Wednesday, September 3, 2008

Historian Lee Shai Weissbach to Speak in Chicago About Small Town Jewish Communities

Historian Lee Shai Weissbach will Speak in Chicago About Small Town Jewish Communities

Professor Lee Shai Weissbach of the University of Louisville (Kentucky) will speak on September 21, 2008 about small town Jewish communities in a lecture at the Spertus Institute in Chicago. Dr. Weissbach is author of Jewish Life in Small Town America (Yale University Press, 2005). He also wrote the excellent (but poorly titled) The Synagogues of Kentucky (University Press of Kentucky, 1995). I say "poorly titled"since the book is about so much more - it presents the history of American synagogue architecture in the context of community building - illustrated with a detailed cataloging of the synagogues in one relatively small state. It's one of my favorite "unknown" books to pass on to others.
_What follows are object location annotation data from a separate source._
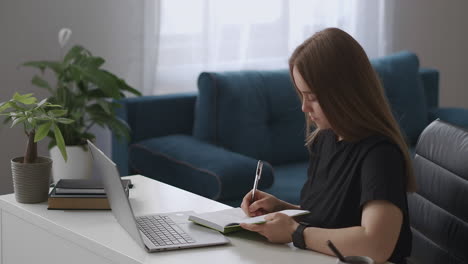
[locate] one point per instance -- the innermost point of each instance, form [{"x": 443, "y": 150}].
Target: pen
[{"x": 258, "y": 175}]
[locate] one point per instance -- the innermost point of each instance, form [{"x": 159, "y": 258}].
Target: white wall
[
  {"x": 437, "y": 32},
  {"x": 112, "y": 29}
]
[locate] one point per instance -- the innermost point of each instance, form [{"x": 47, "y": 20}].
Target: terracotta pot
[{"x": 31, "y": 180}]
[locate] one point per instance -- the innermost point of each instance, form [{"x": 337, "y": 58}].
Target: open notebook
[{"x": 226, "y": 221}]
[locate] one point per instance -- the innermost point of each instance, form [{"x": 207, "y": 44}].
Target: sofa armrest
[
  {"x": 152, "y": 116},
  {"x": 196, "y": 166},
  {"x": 453, "y": 115}
]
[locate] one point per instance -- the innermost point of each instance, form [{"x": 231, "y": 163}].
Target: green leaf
[
  {"x": 4, "y": 106},
  {"x": 57, "y": 112},
  {"x": 26, "y": 99},
  {"x": 65, "y": 120},
  {"x": 42, "y": 131},
  {"x": 60, "y": 141},
  {"x": 42, "y": 102},
  {"x": 18, "y": 120},
  {"x": 95, "y": 62},
  {"x": 38, "y": 81}
]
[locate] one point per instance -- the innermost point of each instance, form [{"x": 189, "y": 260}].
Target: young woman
[{"x": 360, "y": 169}]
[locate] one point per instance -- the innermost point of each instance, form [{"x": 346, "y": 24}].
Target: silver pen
[{"x": 258, "y": 175}]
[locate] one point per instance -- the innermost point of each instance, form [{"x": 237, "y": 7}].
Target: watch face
[{"x": 298, "y": 237}]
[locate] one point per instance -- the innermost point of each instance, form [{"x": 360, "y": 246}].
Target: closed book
[
  {"x": 82, "y": 186},
  {"x": 229, "y": 220},
  {"x": 79, "y": 201}
]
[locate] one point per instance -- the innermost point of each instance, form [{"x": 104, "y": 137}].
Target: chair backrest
[{"x": 439, "y": 209}]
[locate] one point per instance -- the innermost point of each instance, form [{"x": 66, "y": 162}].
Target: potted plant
[
  {"x": 31, "y": 174},
  {"x": 88, "y": 92}
]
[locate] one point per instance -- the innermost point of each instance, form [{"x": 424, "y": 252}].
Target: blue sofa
[{"x": 208, "y": 142}]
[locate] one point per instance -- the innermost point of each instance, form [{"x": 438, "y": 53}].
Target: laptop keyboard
[{"x": 162, "y": 231}]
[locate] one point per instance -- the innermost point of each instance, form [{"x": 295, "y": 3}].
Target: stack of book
[{"x": 83, "y": 194}]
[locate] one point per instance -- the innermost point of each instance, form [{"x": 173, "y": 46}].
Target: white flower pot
[
  {"x": 78, "y": 165},
  {"x": 31, "y": 180}
]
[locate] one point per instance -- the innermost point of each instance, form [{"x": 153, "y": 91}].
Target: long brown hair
[{"x": 338, "y": 72}]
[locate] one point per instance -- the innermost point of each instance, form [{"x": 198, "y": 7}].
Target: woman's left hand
[{"x": 278, "y": 228}]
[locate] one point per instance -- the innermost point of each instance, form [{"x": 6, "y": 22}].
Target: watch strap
[{"x": 298, "y": 236}]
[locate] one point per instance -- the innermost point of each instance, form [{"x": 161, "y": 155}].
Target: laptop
[{"x": 159, "y": 232}]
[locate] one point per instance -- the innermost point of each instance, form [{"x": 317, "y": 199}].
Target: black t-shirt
[{"x": 343, "y": 176}]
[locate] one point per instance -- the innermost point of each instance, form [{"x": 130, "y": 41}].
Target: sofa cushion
[
  {"x": 256, "y": 113},
  {"x": 289, "y": 180},
  {"x": 399, "y": 74},
  {"x": 196, "y": 166}
]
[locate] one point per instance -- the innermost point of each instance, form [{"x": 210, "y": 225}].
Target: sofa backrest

His more recent book addresses some of the same issues, but from a national perspective. It is a required antidote for those whose ideas about American Jewish history have been shaped by reading only Irving Howe's The World of Our Fathers. Weissbach writes that by the 1920s, at there were around 500 small U.S. cities and towns with Jewish populations of 100 to 1,000, and that the history of these communities is an important component of the American Jewish experience. These communities were not miniature versions of big city Jewish life. They offered an alternative version and vision of Jewish America in part drawn from small town Jewish life in Central Europe, and in part based on American traditions of individuality, entrepreneurship and social responsibility.

Tickets are $20 | $15 for Spertus members | $10 for students Call 312.322.1773.

The lecture is at 2 pm. There will be a book signing following Dr. Weissbach's lecture.